It is discriminatory for a child born out of wedlock to be denied inheritance solely because they were born out of an illegitimate union, the Court of Appeal has ruled.

A three-judge bench comprising Justices Gatembu Kairu, Pauline Nyamweya, and George Odunga agreed that despite religion abhorring sex before marriage, it is unfair to sideline children born from such escapades when their fathers die.

The three judges were determining a case of a man who had a child with a woman before marrying her under the Islamic religion.

Islamic law dictates that where a child has been born out of a marriage, he or she can only inherit from the mother, and not the father.

However, Justices Kairu, Nyamweya, and Odunga were of the view that the rights of a child supersede one’s marital status.

They argued that there is no rational justification to prove that a child born in a marriage has a higher claim to wealth than one who is born outside matrimony.

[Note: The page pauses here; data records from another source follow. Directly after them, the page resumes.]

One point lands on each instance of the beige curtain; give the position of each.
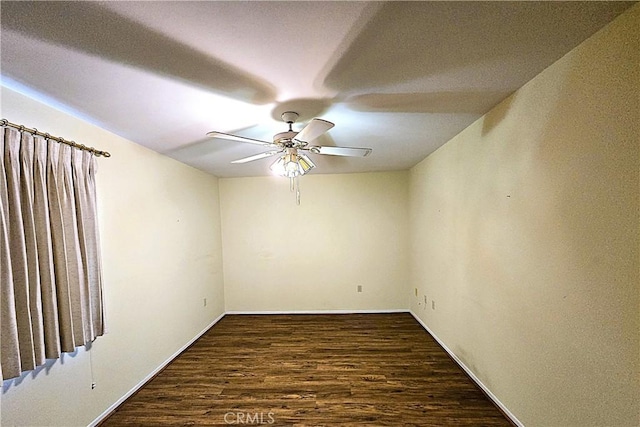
(51, 298)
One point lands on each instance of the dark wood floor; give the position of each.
(312, 370)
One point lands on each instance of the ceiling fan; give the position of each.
(292, 146)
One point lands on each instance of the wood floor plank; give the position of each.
(311, 370)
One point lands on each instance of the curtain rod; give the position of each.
(34, 131)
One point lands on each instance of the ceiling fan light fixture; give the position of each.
(292, 165)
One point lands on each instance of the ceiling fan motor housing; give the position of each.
(285, 138)
(289, 117)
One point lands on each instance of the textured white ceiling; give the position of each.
(399, 77)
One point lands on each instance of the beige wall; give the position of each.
(161, 247)
(526, 234)
(349, 230)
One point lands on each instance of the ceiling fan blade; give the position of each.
(341, 151)
(221, 135)
(257, 156)
(313, 129)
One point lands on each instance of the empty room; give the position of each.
(318, 213)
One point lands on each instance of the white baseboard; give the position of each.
(153, 373)
(469, 372)
(398, 310)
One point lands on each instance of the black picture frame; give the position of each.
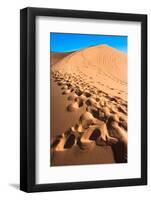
(28, 99)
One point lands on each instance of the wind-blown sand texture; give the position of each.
(89, 107)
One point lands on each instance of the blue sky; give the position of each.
(66, 42)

“To deny children born out of wedlock the benefit which accrues to other children born in wedlock based on the alleged ‘sins’ committed by their parents, in our view cannot be justified.

“It would mean that this court would be adopting ‘hurtful discrimination and stereotypical response’ to a clear case of discrimination,” ruled the bench headed by Justice Kairu.

“Culture that denies such a child his or her otherwise right to parental care and protection on the ground of marital status of the father and the mother cannot be countenanced.”

At the heart of the case was the estate of the late Mombasa tycoon Salim Juma Hakeem, who died without a will on February 23, 2015, in Tanzania. The tycoon engaged in the oil business and had a Blue Jay petrol station in Diani. His estate also comprised a lorry, property in Kilifi and Diani, and four bank accounts.

Three months after Juma’s death, his widow Rubi Mwawasi and her sister Judith Malele filed for succession before the High Court.

On the other hand, Fatuma Athman filed a case before the Kadhi’s court as Juma’s widow. Upon realising Mwawasi had filed a succession case before the High Court, Athman also moved to the same court and lodged a claim to the estate, saying she was the deceased’s lawful wife.

Athman said she married the deceased on August 4, 2006, and they had four children. She said Mwawasi was a stranger to her and her (Mwawasi’s) children could not inherit anything as they were born before she got married to Juma.

Athman also questioned Mwawasi’s intention as the marriage certificate allegedly showed that Juma married Warda Imani Mwawasi.

Mwawasi said she was a Christian and was named Rubi Mwawasi. However, she explained that on her marriage day, December 11, 2011, the marriage officer insisted she must get a Swahili name. She said her mother-in-law Jully Wakesho gave her the name Warda Imani Mwawasi.

Mwawasi said she had four children with the deceased. However, Athman claimed one child was born of wedlock. Meanwhile, there was a third woman also claiming to have been married to the deceased. Marlin Coram Pownall said she started cohabiting with the deceased in 2011.

She too said she converted to Islam and married Juma in 2011 and they were blessed with one child. Pownall was also married to a foreigner. The judges ruled that Pownall’s marriage to Juma was null and void as she had not dissolved her previous one.